Objectives: Malignant mesothelioma is an aggressive malignancy of mesothelial surfaces, most commonly those of the pleura. The aim of this study was to understand, using a national questionnaire, the gendered care experiences of patients with malignant pleural mesothelioma (MPM).Patients were asked about their experience of the diagnostic process, about information clarity, health care professionals' knowledge, general practitioner support and overall satisfaction with care received.
Setting: Recruitment of patients was carried out in three UK countries (England, Wales and Scotland) via mesothelioma clinical nurse specialists.
Participants: In total, 503 patients completed the questionnaire. 460 had MPM, the remainder had other types of mesothelioma.

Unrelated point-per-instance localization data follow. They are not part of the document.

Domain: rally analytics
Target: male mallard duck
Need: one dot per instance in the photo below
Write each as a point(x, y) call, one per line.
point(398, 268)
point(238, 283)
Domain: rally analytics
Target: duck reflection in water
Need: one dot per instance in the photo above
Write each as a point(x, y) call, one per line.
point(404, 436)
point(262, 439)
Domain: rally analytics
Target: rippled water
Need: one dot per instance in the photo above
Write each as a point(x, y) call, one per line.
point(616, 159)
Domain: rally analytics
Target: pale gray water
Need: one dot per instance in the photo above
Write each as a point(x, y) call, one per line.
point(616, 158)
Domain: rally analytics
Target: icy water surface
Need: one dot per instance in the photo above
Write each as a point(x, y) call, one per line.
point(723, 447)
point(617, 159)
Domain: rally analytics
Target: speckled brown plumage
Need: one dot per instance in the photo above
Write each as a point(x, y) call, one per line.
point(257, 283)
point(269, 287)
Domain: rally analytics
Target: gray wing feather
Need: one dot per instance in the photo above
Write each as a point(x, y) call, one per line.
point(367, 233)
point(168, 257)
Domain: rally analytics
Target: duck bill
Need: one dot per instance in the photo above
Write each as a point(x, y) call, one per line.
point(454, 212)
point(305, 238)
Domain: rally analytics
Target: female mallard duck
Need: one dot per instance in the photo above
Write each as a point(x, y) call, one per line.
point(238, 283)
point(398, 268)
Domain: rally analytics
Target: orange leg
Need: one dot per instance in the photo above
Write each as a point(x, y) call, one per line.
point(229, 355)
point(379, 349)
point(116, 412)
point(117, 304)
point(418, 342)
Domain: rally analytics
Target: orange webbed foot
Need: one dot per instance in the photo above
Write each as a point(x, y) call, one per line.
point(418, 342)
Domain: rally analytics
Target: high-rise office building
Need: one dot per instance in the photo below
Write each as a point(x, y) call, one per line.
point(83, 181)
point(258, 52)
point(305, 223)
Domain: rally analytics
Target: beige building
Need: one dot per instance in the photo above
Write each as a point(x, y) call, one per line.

In accord with the study protocol, only the MPM patients were included in this study.Primary and secondary measures were: (1) time from symptom to diagnosis, (2) satisfaction with the diagnosis and treatment, and (3) quality of life and well-being.
Results: There were gender differences in time from symptom to diagnosis. The time from symptom to diagnosis was significantly longer for women than men (median=152 days vs men=92 days, p=0.01). Lack of a verified source of exposure to asbestos was a hindrance to private treatment access for women (95% of those that access private treatment are men). Patients were five times more likely to be satisfied if they thought that the doctors knew enough about their condition (OR=4.4, p=0.001) and nearly three times more likely to be satisfied if information was presented in a sensitive way (OR=2.8,p=0.01).
Conclusions: This study has several implications for clinical practice. Our findings suggest that the diagnostic time in women might be reduced by reviewing diagnostic processes including occupational history taking, and by revising the occupational risk of mesothelioma categorisation.
Keywords: asbestos induced lung disease; lung cancer; mesothelioma.